Thursday 31 October 2013

Exploratory Data Analysis of Brownian Motion Model

For my first steps in investigating the earlier proposed Brownian motion model I thought I would use some Exploratory Data Analysis techniques. I have initially decided to use look back periods of 5 bars and 21 bars; the 5 bar on daily data being a crude attempt to capture the essence of weekly price movement and the 21 bar to capture the majority of dominant cycle periods in daily data, with both parameters also being non optimised Fibonacci numbers. Using the two channels over price bars that these create it is possible to postulate nine separate and distinct price "regimes" using combinations of the criteria of being above, within or below each channel.

The use of these "regimes" is to bin normalised price change at time t into nine separate distributions, the normalising factor being the 5 bar simple moving average of absolute natural log differences at time t-1 and the choice of regime being determined by the position of the close at t-1. The rationale behind basing these metrics on preceding bars is explained in this earlier post and the implementation made clear in the code box at the end of this post.

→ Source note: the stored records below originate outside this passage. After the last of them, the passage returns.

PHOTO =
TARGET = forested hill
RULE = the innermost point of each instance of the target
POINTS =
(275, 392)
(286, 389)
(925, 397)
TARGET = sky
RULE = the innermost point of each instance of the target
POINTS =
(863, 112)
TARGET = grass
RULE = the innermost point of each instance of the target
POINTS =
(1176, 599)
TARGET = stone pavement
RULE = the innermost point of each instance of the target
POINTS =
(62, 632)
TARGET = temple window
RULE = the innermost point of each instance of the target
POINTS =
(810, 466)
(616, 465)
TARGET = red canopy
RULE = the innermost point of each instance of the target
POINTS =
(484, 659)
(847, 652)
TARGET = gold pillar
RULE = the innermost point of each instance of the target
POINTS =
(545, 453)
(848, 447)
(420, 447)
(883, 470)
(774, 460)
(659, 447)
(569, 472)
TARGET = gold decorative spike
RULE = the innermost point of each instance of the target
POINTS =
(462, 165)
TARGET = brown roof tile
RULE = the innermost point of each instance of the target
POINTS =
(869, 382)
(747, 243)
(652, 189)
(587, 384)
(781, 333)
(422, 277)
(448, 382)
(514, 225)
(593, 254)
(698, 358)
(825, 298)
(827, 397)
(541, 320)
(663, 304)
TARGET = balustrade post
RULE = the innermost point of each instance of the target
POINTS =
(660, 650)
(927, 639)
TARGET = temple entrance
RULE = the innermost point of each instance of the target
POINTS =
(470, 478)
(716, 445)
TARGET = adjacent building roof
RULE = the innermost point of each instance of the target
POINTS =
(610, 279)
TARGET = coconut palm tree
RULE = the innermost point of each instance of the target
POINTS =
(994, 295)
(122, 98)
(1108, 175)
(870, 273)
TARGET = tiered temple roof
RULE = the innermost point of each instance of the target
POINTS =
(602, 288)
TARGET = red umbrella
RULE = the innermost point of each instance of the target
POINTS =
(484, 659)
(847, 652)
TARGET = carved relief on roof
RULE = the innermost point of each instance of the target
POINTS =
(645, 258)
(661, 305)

The following 4 charts are Box plots of these nine distributions, in consecutive order, for the EURUSD, GBPUSD, USDCHF and USDYEN  forex pairs:



Looking at these, I'm struck by two things. Firstly, the middle three box plots are for regimes where price is in the 21 bar channel, and numbering from the left, boxes 4, 5 and 6 are below the 5 bar channel, in it and above it. These are essentially different degrees of a sideways market and it can be seen that there are far more outliers here than in the other box plots, perhaps indicating the tendency for high volatility breakouts to occur more frequently in sideways markets.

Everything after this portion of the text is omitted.